Final Answer:
The price that will give the greatest profit is p = $32.
Step-by-step explanation:
Here's how to solve the problem using Lagrange multipliers:
1. Define the optimization problem:
We want to maximize the profit (q), which is the difference between revenue (price * quantity) and cost (quantity * cost per copy).
Subject to the constraint that the quantity (q) depends on the price (p) based on the given equation.
2. Set up the Lagrange function:
L(p, λ) = q(p) - λ(416,000 - 13,000p)
3. Differentiate the Lagrange function with respect to p and λ:
∂L/∂p = -13,000 + 13,000q'(p) - λ * 13,000 = 0
∂L/∂λ = 416,000 - 13,000p - 4q(p) = 0
4. Solve the system of equations:
From the first equation, we can express λ as λ = (13,000 * q'(p)) / 13,000 = q'(p).

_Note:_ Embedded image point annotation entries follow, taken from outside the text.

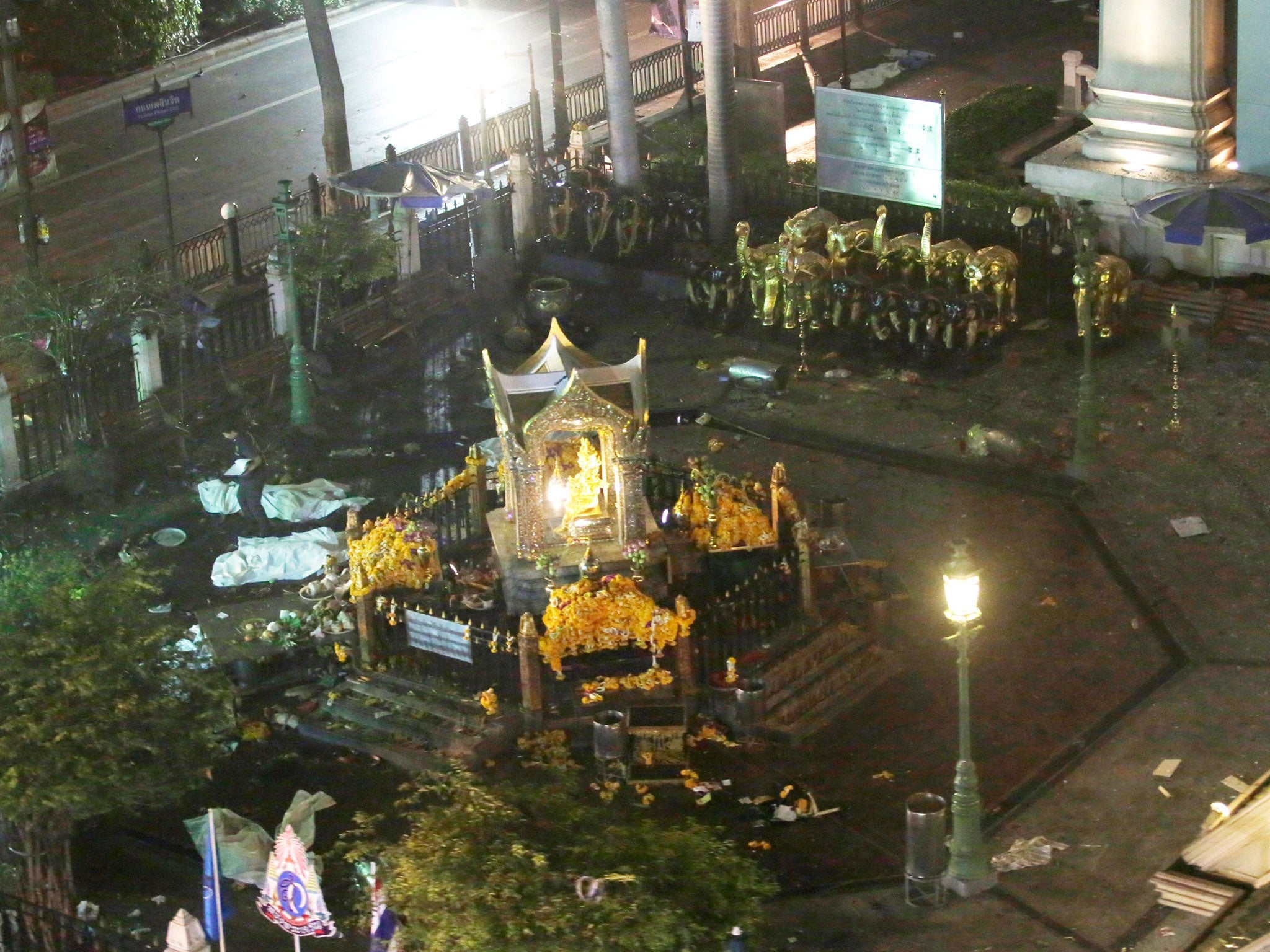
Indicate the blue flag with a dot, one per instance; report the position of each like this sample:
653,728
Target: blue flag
211,922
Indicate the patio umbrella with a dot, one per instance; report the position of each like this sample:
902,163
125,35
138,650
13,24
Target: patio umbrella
1189,213
413,184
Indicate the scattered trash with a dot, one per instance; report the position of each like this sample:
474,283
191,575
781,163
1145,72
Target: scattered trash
169,537
1189,526
1025,853
1236,783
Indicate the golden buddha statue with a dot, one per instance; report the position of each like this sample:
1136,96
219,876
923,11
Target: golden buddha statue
586,501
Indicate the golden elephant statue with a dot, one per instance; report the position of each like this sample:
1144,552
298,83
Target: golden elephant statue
809,227
946,263
904,253
995,267
1104,288
849,244
753,262
804,276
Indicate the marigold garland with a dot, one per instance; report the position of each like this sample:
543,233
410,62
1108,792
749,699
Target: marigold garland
596,616
737,519
394,551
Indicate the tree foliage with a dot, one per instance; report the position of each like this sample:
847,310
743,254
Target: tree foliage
342,252
100,707
486,867
92,37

Substitute this expression for λ in the second equation:
416,000 - 13,000p - 4q(p) = 0
416,000 - 13,000p - 4 * (416,000 - 13,000p) = 0
3 * 13,000p = 1,664,000
p = 32
5. Check the optimality:
The second derivative of the Lagrange function with respect to p is negative (∂²L/∂p² < 0), confirming that p = 32 is a maximum profit point.
Therefore, the price that will give the greatest profit is p = $32.